Here’s the problem. When someone dies owning real estate, that property is governed by the laws of the state where it sits. If your parent lives in Ohio but owns a condominium in Florida, both states have a claim on the process. The estate goes through probate in Ohio as the primary state, and then through a separate probate proceeding in Florida for the property there. That second proceeding is called ancillary probate, and it means additional court costs, additional attorney fees, additional delays, and the whole thing becoming public in two places instead of one.
For families managing an estate from a distance, often while also managing grief, it adds real burden to an already difficult period.
The solution is straightforward, and the same one that comes up whenever probate is the problem: a revocable living trust. If your parent’s Florida condominium is titled in the name of the trust rather than in their own name, it passes directly to the successor trustee when they die. No Florida probate. No second court proceeding. The trust handles it cleanly regardless of how many states are involved.

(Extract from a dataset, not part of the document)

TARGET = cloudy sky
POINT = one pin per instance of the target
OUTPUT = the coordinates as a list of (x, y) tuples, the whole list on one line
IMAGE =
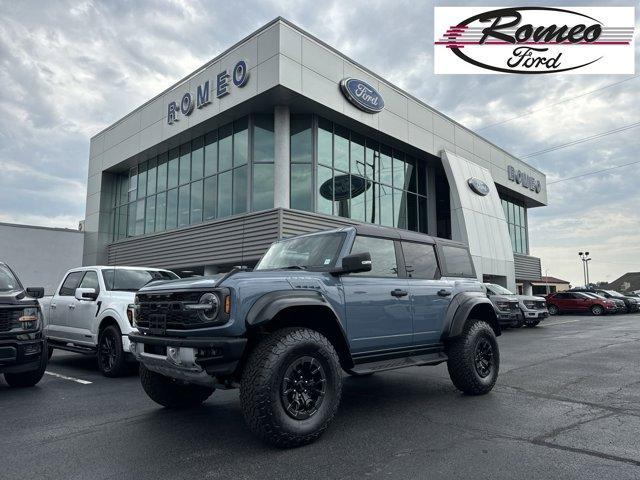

Transferring property into a trust requires recording a new deed in the relevant county, which is one reason it’s worth involving an attorney who knows how to do this properly. An attorney in your parent’s home state can usually handle everything, though they may coordinate with local counsel in the other state for the deed work.
Your parent’s other documents, the financial power of attorney, healthcare proxy, and advance directive, are generally recognised across state lines. Some institutions will still push back on out-of-state forms, but that’s a practical inconvenience, not a legal crisis.
If your parent owns a vacation home, a second property, or spends part of the year in another state, it’s worth raising the question with an estate planning attorney sooner rather than later. Fixing it in advance is a straightforward conversation. Fixing it after the fact is much harder work.